What Tolerance Looks Like
Tolerance, where the same dose produces a weaker effect over time, is one of the early steps on the road to dependence. With ketamine for depression, tolerance can develop if doses are given very frequently, but experts note this is mainly a concern with unrestricted, on-demand use rather than the controlled schedules used in clinical practice. Clinicians who have treated patients for years at standard intervals report that dose escalation has not been necessary.
That said, some patients do find that a single infusion doesn’t produce a lasting effect, and a second session is often needed to determine whether someone will respond at all. If two infusions at the standard dose don’t help, higher doses are unlikely to work either. This built-in ceiling reduces the temptation to keep increasing the amount.
What Dependence and Withdrawal Feel Like
Most of what we know about ketamine dependence comes from studies of heavy recreational users, not clinical patients. Among people who develop ketamine use disorder, the physical toll is significant: 60% report bladder problems, 60% develop nasal damage (from snorting), and 56% experience intense abdominal cramping known as “K-cramps.”
When regular heavy users stop, withdrawal symptoms include cravings (reported by 71%), low mood (62%), anxiety (59%), and irritability (45%). Additional symptoms can include fatigue, sleep disturbances, shaking, heart palpitations, and in some cases, delusions. Researchers have noted these symptoms resemble a mild version of opioid withdrawal, which aligns with the understanding that ketamine engages the brain’s opioid pathways.
These withdrawal profiles come from people using ketamine at recreational doses, often daily. There is no comparable body of evidence showing that patients on supervised, low-dose maintenance protocols develop this kind of physical dependence. The gap between clinical and recreational exposure is large enough that the experiences are difficult to compare directly.
Who Faces Higher Risk
The people most likely to develop problematic ketamine use are those with a history of substance use disorders, particularly involving opioids, alcohol, or other dissociative drugs. The dissociative and mildly euphoric effects of ketamine, even at clinical doses, can be appealing to individuals prone to chasing altered states. A personal or family history of addiction is the single most important risk factor clinicians look for before prescribing.
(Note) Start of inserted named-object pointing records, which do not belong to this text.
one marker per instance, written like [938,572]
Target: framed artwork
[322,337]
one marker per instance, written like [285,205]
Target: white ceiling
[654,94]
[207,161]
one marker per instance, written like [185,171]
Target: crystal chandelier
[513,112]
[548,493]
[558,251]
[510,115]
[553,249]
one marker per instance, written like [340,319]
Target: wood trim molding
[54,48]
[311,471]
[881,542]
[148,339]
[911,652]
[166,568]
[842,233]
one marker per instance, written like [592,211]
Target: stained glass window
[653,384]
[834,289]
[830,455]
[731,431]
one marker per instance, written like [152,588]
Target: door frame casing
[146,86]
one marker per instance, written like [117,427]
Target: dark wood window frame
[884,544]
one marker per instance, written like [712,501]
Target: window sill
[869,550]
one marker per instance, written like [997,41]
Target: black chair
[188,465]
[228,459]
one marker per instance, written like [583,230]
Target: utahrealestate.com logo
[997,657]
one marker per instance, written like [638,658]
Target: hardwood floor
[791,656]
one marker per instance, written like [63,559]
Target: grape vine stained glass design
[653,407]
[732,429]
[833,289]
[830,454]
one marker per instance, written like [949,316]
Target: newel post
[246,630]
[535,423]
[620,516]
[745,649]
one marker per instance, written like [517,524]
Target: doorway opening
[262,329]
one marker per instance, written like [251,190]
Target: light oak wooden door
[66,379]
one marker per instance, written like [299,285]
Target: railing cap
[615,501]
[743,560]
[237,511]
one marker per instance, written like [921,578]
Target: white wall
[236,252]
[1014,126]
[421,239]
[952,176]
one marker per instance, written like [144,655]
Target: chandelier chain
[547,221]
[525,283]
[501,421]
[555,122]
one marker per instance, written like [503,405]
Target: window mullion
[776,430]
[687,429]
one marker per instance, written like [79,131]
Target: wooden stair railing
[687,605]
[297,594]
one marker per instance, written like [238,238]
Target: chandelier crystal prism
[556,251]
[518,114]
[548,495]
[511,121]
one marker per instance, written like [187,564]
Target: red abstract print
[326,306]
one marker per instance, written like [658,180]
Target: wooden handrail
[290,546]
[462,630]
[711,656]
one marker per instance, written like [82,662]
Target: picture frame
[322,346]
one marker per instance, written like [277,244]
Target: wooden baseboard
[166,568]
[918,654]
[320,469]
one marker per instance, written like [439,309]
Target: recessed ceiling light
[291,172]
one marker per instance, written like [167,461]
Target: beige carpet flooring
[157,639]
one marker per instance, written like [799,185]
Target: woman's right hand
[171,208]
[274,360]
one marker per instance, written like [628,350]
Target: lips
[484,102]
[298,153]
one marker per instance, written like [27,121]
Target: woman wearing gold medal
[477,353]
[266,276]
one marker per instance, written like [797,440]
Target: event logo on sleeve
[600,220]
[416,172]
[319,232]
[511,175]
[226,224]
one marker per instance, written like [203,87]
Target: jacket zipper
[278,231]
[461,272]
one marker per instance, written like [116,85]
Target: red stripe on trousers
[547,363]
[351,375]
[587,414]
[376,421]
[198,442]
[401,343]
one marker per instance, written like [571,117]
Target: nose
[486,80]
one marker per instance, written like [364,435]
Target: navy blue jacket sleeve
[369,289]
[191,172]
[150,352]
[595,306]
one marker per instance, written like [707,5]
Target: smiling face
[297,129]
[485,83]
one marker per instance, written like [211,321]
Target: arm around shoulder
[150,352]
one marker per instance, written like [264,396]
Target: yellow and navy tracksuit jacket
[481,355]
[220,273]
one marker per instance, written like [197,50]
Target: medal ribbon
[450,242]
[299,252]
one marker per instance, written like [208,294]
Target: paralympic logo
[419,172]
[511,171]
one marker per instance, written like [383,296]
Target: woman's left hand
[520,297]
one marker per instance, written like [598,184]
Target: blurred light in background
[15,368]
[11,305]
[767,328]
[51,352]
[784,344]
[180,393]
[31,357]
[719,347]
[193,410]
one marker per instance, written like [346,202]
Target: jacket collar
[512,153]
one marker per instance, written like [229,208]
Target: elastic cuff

Access also shapes risk. Patients receiving IV infusions in a clinic every two weeks have limited opportunity for misuse. Patients receiving at-home oral ketamine prescriptions through telehealth services, which have grown rapidly in recent years, face fewer structural guardrails. The more control a patient has over their own dosing, the more the risk profile shifts toward that of recreational use. If you’re considering ketamine treatment, the setting and supervision matter as much as the drug itself.
The Bottom Line on Addiction Risk
Ketamine is not a benign substance. It activates reward pathways, produces noticeable psychological effects, and can cause dependence with heavy use. But the version of ketamine used to treat depression looks very different from the drug used recreationally. The doses are lower, the frequency is tightly controlled, and in most clinical settings, you never handle the medication yourself. For most patients without a significant substance use history, the addiction risk of supervised ketamine therapy is low, though it is never zero.